Ursus Wehrli, l’art dérangé du rangement…
Des vermicelles triés en dehors de leur soupe par ordre alphabétique, des voitures classées par couleur sur le parking d’un supermarché, les estivants d’un camping présentés en rang d’oignon : la nouvelle performance de l’artiste suisse Ursus Wehrli étonne encore une fois par son caractère proprement incongru.
Vous passez d’Italie en Suisse puis vous allez en France…, à chaque fois le contraste est saisissant.,,, en Suisse tout est propre, bien rangé, pas un papier qui traine, certains Suisses les plient plutot que les chiffoner avant de les jeter rangés dans une poubelle… qui sont toutes fermées en attente d’être (soigneusement) vidées par des des ouvriers en col blanc portant cravate et smoking…, j’exagère à peine…, le toit des maisons semble quotidiennement nettoyé, les jardins sont impeccables… et tout semble si naturel qu’on en reste bouche bée…
Essayez un restaurant de luxe, tout est millimétré sur la table (les nappes aussi), dans les assiettes, le personnel est au garde à vous…, les lustres et les serviettes sont à la parade…, même la presse, les journaux et magazines, chaque article est calibré, soigneusement mis en page, pas une photo qui ne soit pas en alignement.,,, toutes les montres, les horloges, indiquent exactement l’heure à la même seconde…, les trains sont incroyablement ponctuels… et quand ils marchent, les Suisses sont tous au même pas.
Pas une tache, pas un bouton qui manque, les chaussures bien cirées, les vêtements repassés de frais… et les billets de banque, rangés méthodiquement, pas un qui est froissé, tous repassés chaque matin, comme nouvellement imprimés, et les liasses calculées par paquets identiques…, en finale, on s’attend même à ce que les oiseaux sur les fils sont en ordre croissant, volent en en files indiennes…, mais en Suisse, c’est l’avant-garde, il n’y a plus de fils, c’est souterrain.
L’ordre Suisse fascine ou fascise, selon les tempéraments, pire à la frontière autrichienne ou on s’attend à voir les forêts, les montagnes rangées parfaitement… et, quoique la criminalité Suisse est quasi négative…, les rares malfrats n’ont pas de cran-d ‘arrêt, mais un couteau suisse multifonction…, il n’y a que le gruyère qui n’a pas les trous de mêmes tailles ni bien rangés, mais c’est à l’étude, croyez-le bien…, c’est ça la Suisse… et bien, lorsqu’un Suisse fait de l’art, c’est tout cela qui est mis en avant…

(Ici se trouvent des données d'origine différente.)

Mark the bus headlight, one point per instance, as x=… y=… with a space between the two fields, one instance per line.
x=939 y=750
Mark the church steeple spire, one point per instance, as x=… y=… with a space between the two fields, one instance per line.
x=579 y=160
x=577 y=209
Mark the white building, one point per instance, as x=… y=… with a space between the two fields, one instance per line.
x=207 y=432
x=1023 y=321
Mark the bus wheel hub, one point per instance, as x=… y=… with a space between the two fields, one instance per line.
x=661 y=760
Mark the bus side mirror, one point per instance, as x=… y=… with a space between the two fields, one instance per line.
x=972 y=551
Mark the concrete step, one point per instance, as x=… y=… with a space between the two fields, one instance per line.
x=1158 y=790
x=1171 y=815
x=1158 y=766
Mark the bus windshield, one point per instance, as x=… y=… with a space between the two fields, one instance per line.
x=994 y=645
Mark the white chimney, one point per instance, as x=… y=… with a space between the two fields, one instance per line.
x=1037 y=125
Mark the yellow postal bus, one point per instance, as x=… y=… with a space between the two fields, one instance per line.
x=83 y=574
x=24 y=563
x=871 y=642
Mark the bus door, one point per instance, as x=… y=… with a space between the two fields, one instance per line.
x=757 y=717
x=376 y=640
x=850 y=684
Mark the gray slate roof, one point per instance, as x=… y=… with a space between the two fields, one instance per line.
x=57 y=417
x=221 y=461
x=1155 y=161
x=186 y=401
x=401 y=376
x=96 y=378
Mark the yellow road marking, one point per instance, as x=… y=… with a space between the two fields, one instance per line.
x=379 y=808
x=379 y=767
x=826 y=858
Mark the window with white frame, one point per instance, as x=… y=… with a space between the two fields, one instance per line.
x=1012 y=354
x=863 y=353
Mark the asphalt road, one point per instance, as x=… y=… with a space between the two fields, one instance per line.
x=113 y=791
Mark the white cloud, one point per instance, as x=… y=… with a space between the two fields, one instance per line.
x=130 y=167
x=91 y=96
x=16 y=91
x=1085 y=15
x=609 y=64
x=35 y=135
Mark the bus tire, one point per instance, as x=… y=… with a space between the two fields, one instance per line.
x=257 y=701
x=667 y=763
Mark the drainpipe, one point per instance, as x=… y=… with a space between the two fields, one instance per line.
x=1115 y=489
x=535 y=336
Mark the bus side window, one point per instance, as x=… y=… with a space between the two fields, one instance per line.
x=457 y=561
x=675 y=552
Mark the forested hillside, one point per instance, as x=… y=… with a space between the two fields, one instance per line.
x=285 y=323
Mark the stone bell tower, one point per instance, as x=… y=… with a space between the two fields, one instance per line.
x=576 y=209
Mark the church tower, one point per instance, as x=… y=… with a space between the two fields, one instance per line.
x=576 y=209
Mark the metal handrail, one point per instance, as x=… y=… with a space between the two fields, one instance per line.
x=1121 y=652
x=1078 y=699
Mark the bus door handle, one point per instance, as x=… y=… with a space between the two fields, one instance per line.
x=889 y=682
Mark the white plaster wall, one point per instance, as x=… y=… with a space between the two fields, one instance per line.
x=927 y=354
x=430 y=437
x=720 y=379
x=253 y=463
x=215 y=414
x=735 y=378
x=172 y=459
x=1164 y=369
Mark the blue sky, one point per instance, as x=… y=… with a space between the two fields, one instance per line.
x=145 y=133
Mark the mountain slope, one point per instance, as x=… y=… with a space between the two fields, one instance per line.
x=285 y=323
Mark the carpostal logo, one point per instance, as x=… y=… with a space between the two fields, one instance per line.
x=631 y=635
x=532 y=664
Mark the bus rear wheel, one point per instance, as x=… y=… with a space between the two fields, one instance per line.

Kunst Aufraümen, le nouveau livre d’Ursus Wehrli, recueille les dernières œuvres développées autour du concept du rangement artistique, les derniers objets du quotidien ayant échappé à l’obsession de l’ordre de notre société se retrouvent ainsi détournés et photographiés par Wehrli au profit de son rangement artistique.
Des chambres ordonnées d’hôtel où séjournait l’artiste naquit l’inspiration de ce nouveau concept : “L’idée qu’un inconnu range ma chambre en mon absence m’a semblé fascinante”, explique l’artiste.
En testant les réactions du personnel d’hôtel confronté à la découverte d’objets placés à d’étonnants recoins de la chambre, Ursus Wehrli développa ce goût étrange pour le rangement dérangé… il ressort cependant de cette performance absurde une sérieuse méthode artistique, testée déjà par trois fois…, Kunst Aufraümen clôt ainsi un cycle sur le rangement expérimenté sur différents supports.
Avant de détourner les objets du quotidien à travers la photographie, l’artiste avait également appliqué sa méthode aux grands classiques de la peinture, reconstituant les œuvres d’un Miro ou d’un Van Gogh pièce par pièce dans un élan quasi maniaque.
Ursus Wehrli, qui officie également sur les planches avec le duo comique Ursus et Nadeschkin, soulève de manière humoristique le malaise et l’incompréhension rencontrés face à l’art et l’art contemporain : “La règle du Aufraümen insiste sur la liberté d’interprétation et d’appropriation d’une œuvre”, rappelle son fondateur… et, pour cette raison, la méthode constitue pour l’artiste une thérapie qui réconcilie l’art contemporain et ses opposants les plus sceptiques.
Wehrli, pour qui la déconstruction d’une œuvre devenait systématique, concède avoir mis cependant un certain temps avant de retrouver le chemin d’une galerie.